StFX speaker at International Women’s Week sees the end of a 10-year manhunt.

In March of 2017, Amanda Lindhout visited StFX to give a speech as part of a lecture series for International Women's Week. Lindhout became well-known around the world after she was captured for 460 days while freelance journaling in Somalia. I interviewed Lindhout while she was visiting StFX and spoke to her about her kidnapping experience and the degree she received at the Coady Institute.

Her harrowing story has resurfaced because, almost 10 years since her kidnapping, RCMP agents were finally able to track down Ali Omar Ader, the man behind Lindhout's capture. The trial lasted 10 days and ended on December 6, 2017, where Ader was found guilty in one charge of hostage-taking for his role as a negotiator.

The kidnapping occurred in August of 2008 as Lindhout and her friend Nigel Brennan were pursuing a story. The two were held for a brutal 15 months and they were released upon payment of ransom. The multi-year police investigation established contact with Ader by developing a relationship with him by posing as a publisher and promising to help him publish his book about Somalia. The undercover mountie met with Ader in 2014 on the island of Mauritius where Ader confessed to taking Lindhout hostage for $10,000 in ransom money. They met the next time at a fake book contract signing that came up in Ottawa where Ader admitted to the kidnapping again on Canadian soil. It was the following day that he was arrested.

In a 24-page ruling, Ontario Superior Court Justice Robert Smith found Ader’s defence, that claimed he was forced to be the main negotiator during the hostage taking, as “completely unbelievable” thereby rejecting many of the arguments made by Ader’s lawyers, Trevor Brown and Samir Adam.

The Crown prosecutor's case was built on the series of recorded conversations Ader had with the undercover RCMP officer. In the correspondences, Ader admitted to volunteering to act as the main negotiator. In the court room Ader claimed he lied about admitting to being the negotiator just so that he could get a book deal.

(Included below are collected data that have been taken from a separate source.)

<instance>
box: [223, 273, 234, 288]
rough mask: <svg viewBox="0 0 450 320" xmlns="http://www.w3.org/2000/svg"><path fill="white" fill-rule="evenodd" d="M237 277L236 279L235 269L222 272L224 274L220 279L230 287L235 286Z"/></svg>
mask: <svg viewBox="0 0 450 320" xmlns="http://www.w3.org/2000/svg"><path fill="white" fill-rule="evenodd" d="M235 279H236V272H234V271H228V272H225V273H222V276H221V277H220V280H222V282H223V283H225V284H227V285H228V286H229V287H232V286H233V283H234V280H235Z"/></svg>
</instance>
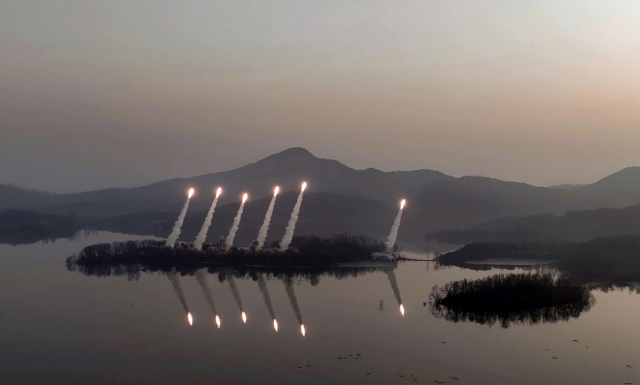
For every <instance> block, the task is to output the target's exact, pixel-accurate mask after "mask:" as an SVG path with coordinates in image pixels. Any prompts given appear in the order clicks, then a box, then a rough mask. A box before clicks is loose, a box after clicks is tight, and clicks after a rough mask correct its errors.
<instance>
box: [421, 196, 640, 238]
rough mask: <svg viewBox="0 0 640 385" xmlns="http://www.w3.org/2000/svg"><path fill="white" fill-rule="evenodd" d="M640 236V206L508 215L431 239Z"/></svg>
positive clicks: (631, 206)
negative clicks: (597, 209) (618, 235)
mask: <svg viewBox="0 0 640 385" xmlns="http://www.w3.org/2000/svg"><path fill="white" fill-rule="evenodd" d="M622 234H624V235H640V205H636V206H630V207H625V208H621V209H598V210H584V211H572V212H569V213H567V214H565V215H563V216H556V215H553V214H542V215H534V216H527V217H507V218H502V219H498V220H495V221H491V222H486V223H483V224H480V225H478V226H474V227H472V228H470V229H465V230H439V231H436V232H435V233H430V234H427V239H435V240H437V241H438V242H440V243H447V244H452V245H464V244H467V243H474V242H516V243H523V242H535V241H546V242H550V241H551V242H558V241H580V240H585V239H591V238H595V237H606V236H612V235H622Z"/></svg>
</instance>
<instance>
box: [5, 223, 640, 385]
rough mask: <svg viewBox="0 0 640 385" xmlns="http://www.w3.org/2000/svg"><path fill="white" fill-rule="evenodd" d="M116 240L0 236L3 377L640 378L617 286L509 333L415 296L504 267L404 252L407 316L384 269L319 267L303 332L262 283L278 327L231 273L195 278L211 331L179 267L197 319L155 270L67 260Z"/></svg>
mask: <svg viewBox="0 0 640 385" xmlns="http://www.w3.org/2000/svg"><path fill="white" fill-rule="evenodd" d="M125 239H140V238H137V237H132V236H124V235H117V234H109V233H100V234H94V235H91V236H88V237H85V238H81V239H76V240H74V241H71V240H58V241H56V242H55V243H48V244H43V243H40V244H33V245H26V246H17V247H12V246H8V245H0V293H2V295H1V297H0V383H2V384H59V383H60V384H102V383H109V384H264V383H278V384H303V383H304V384H327V383H331V384H353V383H371V384H426V383H429V384H433V383H434V381H440V382H444V383H447V384H497V383H502V384H595V383H603V384H624V383H639V382H640V375H639V374H638V369H640V343H639V342H638V341H639V339H640V337H639V335H640V328H639V326H638V325H640V296H639V295H637V294H632V293H629V292H628V291H614V292H609V293H602V292H599V291H595V292H594V293H593V294H594V296H595V298H596V304H595V306H594V307H593V308H592V309H591V310H590V311H588V312H586V313H583V314H582V315H581V316H580V317H579V318H577V319H571V320H570V321H568V322H558V323H554V324H547V323H541V324H538V325H533V326H530V325H513V326H511V327H510V328H508V329H503V328H501V327H500V326H499V325H494V326H492V327H488V326H486V325H479V324H474V323H451V322H448V321H446V320H443V319H436V318H434V317H433V316H432V315H431V314H430V312H429V309H428V306H427V307H424V306H423V302H425V301H427V298H428V295H429V292H430V291H431V288H432V287H433V286H434V285H443V284H445V283H447V282H450V281H452V280H458V279H462V278H465V277H466V278H474V279H475V278H480V277H484V276H487V275H490V274H494V273H496V272H499V271H501V270H493V271H490V272H486V271H480V272H477V271H472V270H463V269H458V268H452V269H446V270H438V271H436V270H434V269H433V268H432V266H429V265H428V264H427V263H425V262H411V263H404V264H401V265H400V266H399V267H398V269H397V270H395V275H396V277H397V281H398V287H399V289H400V293H401V296H402V301H403V304H404V307H405V308H406V315H405V317H402V315H401V314H400V311H399V307H398V302H397V301H396V298H395V296H394V292H393V290H392V288H391V286H390V283H389V280H388V279H387V275H386V274H385V273H370V274H366V275H362V276H359V277H357V278H348V279H335V278H326V277H324V278H321V280H320V283H319V284H318V285H316V286H312V285H311V284H310V283H309V282H307V281H295V282H294V284H293V289H294V291H295V295H296V297H297V300H298V303H299V307H300V312H301V315H302V318H303V322H304V324H305V326H306V332H307V334H306V337H302V335H301V333H300V329H299V325H298V321H297V320H296V316H295V313H294V311H293V310H292V307H291V304H290V301H289V298H288V296H287V293H286V291H285V285H284V284H283V282H282V281H279V280H269V281H267V288H268V290H269V293H270V296H271V300H272V302H273V308H274V312H275V315H276V318H277V320H278V323H279V331H278V332H277V333H276V332H275V331H274V330H273V325H272V320H271V317H270V315H269V312H268V310H267V307H266V306H265V303H264V301H263V297H262V295H261V293H260V291H259V288H258V283H257V282H254V281H252V280H240V279H236V285H237V287H238V292H239V294H240V297H241V300H242V304H243V308H244V310H245V311H246V313H247V316H248V320H247V323H246V324H244V323H243V322H242V320H241V317H240V310H239V307H238V304H237V303H236V300H235V299H234V296H233V293H232V291H231V289H230V287H229V283H228V282H223V283H221V282H219V281H218V279H217V275H206V280H207V283H208V285H209V287H210V288H211V292H212V297H213V300H214V303H215V307H216V311H217V312H218V314H219V315H220V318H221V323H222V327H221V328H219V329H218V328H216V325H215V322H214V318H213V315H212V312H211V309H210V307H209V305H208V304H207V301H206V299H205V297H204V296H203V294H202V291H201V288H200V286H199V285H198V282H197V281H196V279H195V278H194V277H178V279H179V281H180V285H181V287H182V289H183V291H184V294H185V298H186V301H187V304H188V307H189V310H190V311H191V313H192V314H193V317H194V324H193V326H189V324H188V323H187V319H186V316H185V311H184V310H183V306H182V305H181V303H180V301H179V299H178V297H177V296H176V293H175V291H174V289H173V286H172V284H171V282H170V280H169V279H168V278H167V276H165V275H159V274H142V275H141V276H140V279H139V280H137V281H127V279H126V278H125V277H109V278H96V277H86V276H84V275H82V274H80V273H71V272H68V271H67V270H66V268H65V266H64V260H65V258H66V257H67V256H69V255H70V254H72V253H74V252H77V251H78V250H80V249H81V248H82V247H84V246H86V245H89V244H93V243H97V242H107V241H109V242H110V241H114V240H125ZM415 256H416V257H419V255H415ZM381 304H382V306H381ZM573 340H577V341H579V342H574V341H573ZM358 355H359V356H358ZM338 357H343V359H338ZM554 357H555V359H554ZM356 358H357V359H356ZM627 365H630V366H631V367H629V366H627ZM367 373H370V374H367ZM454 377H455V378H454Z"/></svg>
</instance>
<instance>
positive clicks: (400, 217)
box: [387, 199, 405, 251]
mask: <svg viewBox="0 0 640 385" xmlns="http://www.w3.org/2000/svg"><path fill="white" fill-rule="evenodd" d="M404 203H405V200H404V199H403V200H402V203H400V210H398V215H396V220H395V221H394V222H393V226H392V227H391V232H390V233H389V238H387V250H389V251H391V250H393V246H395V244H396V238H398V229H399V228H400V219H401V218H402V211H403V210H404Z"/></svg>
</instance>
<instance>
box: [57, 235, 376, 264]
mask: <svg viewBox="0 0 640 385" xmlns="http://www.w3.org/2000/svg"><path fill="white" fill-rule="evenodd" d="M272 246H273V247H270V248H264V249H258V248H257V242H254V244H252V245H251V246H250V247H248V248H236V247H232V248H231V249H230V250H228V251H224V249H225V247H224V244H223V245H205V250H206V251H202V250H199V249H196V248H195V247H194V246H193V244H192V243H177V245H176V246H175V247H174V248H169V247H165V246H164V241H155V240H144V241H127V242H113V243H102V244H96V245H91V246H87V247H85V248H84V249H82V250H81V251H80V252H79V253H78V254H76V255H72V256H70V257H69V258H68V259H67V262H66V263H67V266H73V265H76V266H94V267H95V266H99V265H112V266H115V265H122V264H141V265H142V266H152V265H168V266H179V265H198V264H206V265H210V266H219V267H236V266H270V267H295V266H299V267H325V266H331V265H335V264H337V263H344V262H358V261H367V260H371V254H372V253H373V252H379V251H384V250H385V245H384V243H382V242H380V241H378V240H374V239H371V238H368V237H366V236H349V235H334V236H332V237H330V238H320V237H316V236H302V237H294V239H293V242H292V243H291V247H290V248H288V249H286V250H281V249H279V248H278V247H277V245H272Z"/></svg>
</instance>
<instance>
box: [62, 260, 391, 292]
mask: <svg viewBox="0 0 640 385" xmlns="http://www.w3.org/2000/svg"><path fill="white" fill-rule="evenodd" d="M396 267H397V263H390V264H389V265H386V266H379V267H324V268H320V267H316V268H286V267H253V266H239V267H220V266H216V267H202V266H201V265H185V264H183V265H179V266H172V265H169V264H144V265H143V264H139V263H132V264H131V263H130V264H100V265H77V264H74V263H72V262H70V261H69V260H67V269H68V270H69V271H72V272H75V271H78V272H80V273H82V274H84V275H86V276H92V277H110V276H123V277H127V279H128V280H130V281H131V280H138V279H140V276H141V275H142V274H155V273H158V274H178V275H180V276H182V277H189V276H195V275H196V274H197V273H198V272H206V273H208V274H212V275H216V276H217V278H218V280H219V281H220V282H225V281H226V280H227V279H228V277H233V278H236V279H251V280H253V281H258V279H259V277H260V276H262V278H263V279H266V280H269V279H278V280H289V281H290V280H293V279H298V280H305V281H308V282H310V283H311V285H313V286H315V285H317V284H318V283H320V279H321V278H326V277H329V278H336V279H345V278H355V277H357V276H360V275H364V274H368V273H375V272H378V273H386V272H387V271H388V269H390V268H391V269H394V268H396Z"/></svg>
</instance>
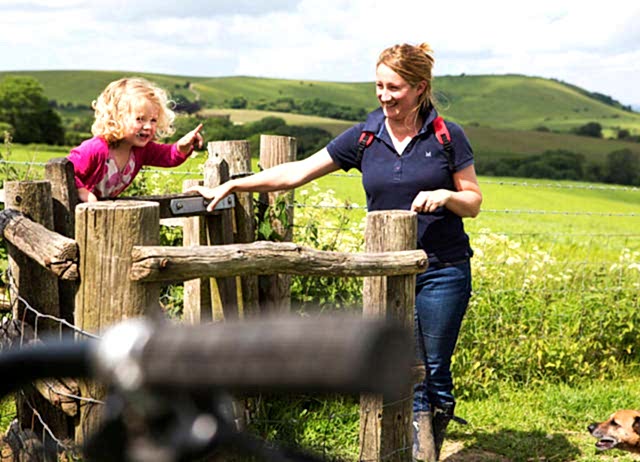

The judge waived these claims as nonsense and inconsistent to what he claimed in the recordings.

Lindhout testified that Ader was part of the group and stated “basically they saw me as a piece of property that they owned”. Smith commemorated Lindhout for her courage during the “deplorable conditions and subjections to abuse”. The judge also praised Lindhout's mother, Lorinda Stewart, who acted as the main negotiator during her daughter's capture.     

Stewart was able to keep a level head during the negotiations and Smith added “she treated the accused so well during the negotiations that he began to believe she was his friend and referred to her as ‘Mum Lorinda’, she played an important role in keeping Amanda alive”.

Prosecutor Croft Michaelson said the outcome sent a message around that world that “if you take a Canadian citizen, you are not safe”. Ader, 40, has been charged under Sec. 279.1(2) of the Criminal Code, which focuses on hostage-taking. He faces the possibility of life in prison and will be sentenced next year.